Xavier Cauqil : « Les zones grises de la transition énergétique européenne »
En France, il est à coque verte, se prénomme « Linky », et hante nos foyers depuis fin 2015, date d’enclenchement de son déploiement systématique, aujourd’hui quasiment accompli. Il prend d’autres couleurs et possède d’autres surnoms mais se généralise aussi chez nos voisins européens suite à la Directive du 13 juillet 2009 établissant « les règles communes pour le marché intérieur de l’électricité » [1]. Ce nouveau venu est un compteur intelligent, un compteur sachant compter, mais en plus de manière intelligente… ce qui mérite quelques éclaircissements.
À la base, le compteur intelligent est un instrument de mesure amélioré au bénéfice premier des énergéticiens. Sa sophistication électronique garantit d’abord une précision accrue dans le comptage et accessoirement écarte toute velléité de l’usager de fausser les mesures par quelque bricolage que ce soit. De plus, sa faculté de communication à distance, de même que la cadence des prises de mesure, permet au gestionnaire d’économiser les relevés physiques accomplis par des agents et d’affiner la vision des besoins en puissance électrique à fournir sur le réseau. Enfin, en termes d’abonnements, le changement de gamme de puissance souscrite (et donc potentiellement le « bridage ciblé »), l’enclenchement (à l’ouverture) comme la coupure (à résiliation) se pilotent à distance, sans déplacement de technicien.
Si les choses en restaient là, il serait difficile de comprendre l’emploi du qualificatif « d’intelligent », et plus encore l’intérêt appuyé de l’Union européenne pour un tel appareil et son inscription dans l’ambitieux programme de la « transition énergétique ».
Pour mieux en juger, rappelons quelques dispositions de la Directive de 2009. Linky comme ses homologues sont investis du titre de « systèmes intelligents de mesure » et bénéficient de l’insistance de l’institution auprès des États-membres en vue de leur généralisation. Leur adoption demeure, il est vrai, un choix à la discrétion de chaque État-membre, lequel peut fonder sa décision sur une évaluation coût/avantage préalable. Dans l’hypothèse favorable, l’État s’engage à doter au moins 80 % des clients dans les 7 ans suivant sa décision. Dans le cas contraire, le texte prévoit la réalisation répétée de nouvelles évaluations, au minimum tous les 4 ans. Autant prescrire la décision puisque seul un avis positif peut mettre fin à ce cycle pervers. En outre, si d’aventure cela ne suffisait pas, la Directive crée pour tout client final quelque soit son État de résidence, un « droit de disposer d’un compteur intelligent ».

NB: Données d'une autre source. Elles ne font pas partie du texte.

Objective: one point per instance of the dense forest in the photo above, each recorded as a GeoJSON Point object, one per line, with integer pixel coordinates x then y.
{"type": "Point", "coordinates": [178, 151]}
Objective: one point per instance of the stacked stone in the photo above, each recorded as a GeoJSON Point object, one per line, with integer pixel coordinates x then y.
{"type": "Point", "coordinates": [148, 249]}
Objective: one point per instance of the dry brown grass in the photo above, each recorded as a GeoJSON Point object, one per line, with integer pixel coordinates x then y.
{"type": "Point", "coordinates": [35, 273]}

L’Union se livre à l’évidence à une promotion plus qu’active et fin 2020, l’objectif des 80 % d’équipement des ménages en compteurs électriques intelligents était atteint dans 11 États-membres sur les 27.

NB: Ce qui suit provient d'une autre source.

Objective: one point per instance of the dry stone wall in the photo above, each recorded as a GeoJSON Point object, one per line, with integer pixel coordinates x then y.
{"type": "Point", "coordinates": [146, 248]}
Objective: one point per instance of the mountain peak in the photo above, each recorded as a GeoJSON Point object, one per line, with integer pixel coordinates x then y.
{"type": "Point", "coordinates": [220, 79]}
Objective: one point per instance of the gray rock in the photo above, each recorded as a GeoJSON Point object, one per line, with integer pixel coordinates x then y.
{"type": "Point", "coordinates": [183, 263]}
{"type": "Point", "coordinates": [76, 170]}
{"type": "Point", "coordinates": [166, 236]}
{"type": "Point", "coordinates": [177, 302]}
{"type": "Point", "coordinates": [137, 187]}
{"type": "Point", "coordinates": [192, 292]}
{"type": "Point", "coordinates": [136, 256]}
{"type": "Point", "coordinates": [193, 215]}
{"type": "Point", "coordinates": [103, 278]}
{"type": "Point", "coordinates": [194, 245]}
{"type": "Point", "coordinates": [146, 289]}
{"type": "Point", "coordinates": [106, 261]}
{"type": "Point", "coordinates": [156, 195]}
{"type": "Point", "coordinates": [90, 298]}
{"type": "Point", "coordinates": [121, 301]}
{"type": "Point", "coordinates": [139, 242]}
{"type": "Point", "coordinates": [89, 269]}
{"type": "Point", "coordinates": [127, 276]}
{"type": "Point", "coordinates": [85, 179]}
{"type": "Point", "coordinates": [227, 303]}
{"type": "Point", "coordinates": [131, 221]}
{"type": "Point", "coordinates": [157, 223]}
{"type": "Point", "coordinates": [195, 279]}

L’institution justifie de pareils efforts en mettant en avant son souci du budget des usagers : « les systèmes intelligents de mesure autonomisent les consommateurs car ils leur permettent d’être informés de manière précise et en temps quasi réel sur leur consommation ou production d’énergie, et de mieux gérer leur consommation, de participer aux programmes de participation active de la demande et à d’autres services et d’en retirer les avantages, ainsi que de réduire leurs factures d’électricité » [2]. Chaque particulier appréciera par sa propre expérience les nuances qu’il convient d’apporter à la mention d’une réduction des montants facturés [3]. Certes Linky et ses confrères offrent des possibilités d’accès à différentes tarifications horaires, mais la part d’intelligence à portée de main s’avère plutôt limitée : petit écran vierge, pas d’afficheur déporté, obligation fastidieuse d’accéder aux données via internet. Que ce soit par principe ou pour raison de coûts, le dispositif se révèle plutôt avare de son intelligence à domicile, la réservant au système central.
Sources et notes :
[1] Directive 2009/72/CE, §55 et annexe I, p.91. [2] Directive (UE) 2019/944 du 5/06/2019, §52, p.132. [3] Les Linky révèlent une fâcheuse sensibilité aux puissances instantanées appelées, disjonctant de manière intempestive à l’enclenchement de certains appareils (micro-dépassements). Les clients se voient contraints d’augmenter la classe de puissance sur leur contrat, alourdissant leur facture finale par le renchérissement de leur abonnement indépendamment de leur consommation effective en électricité.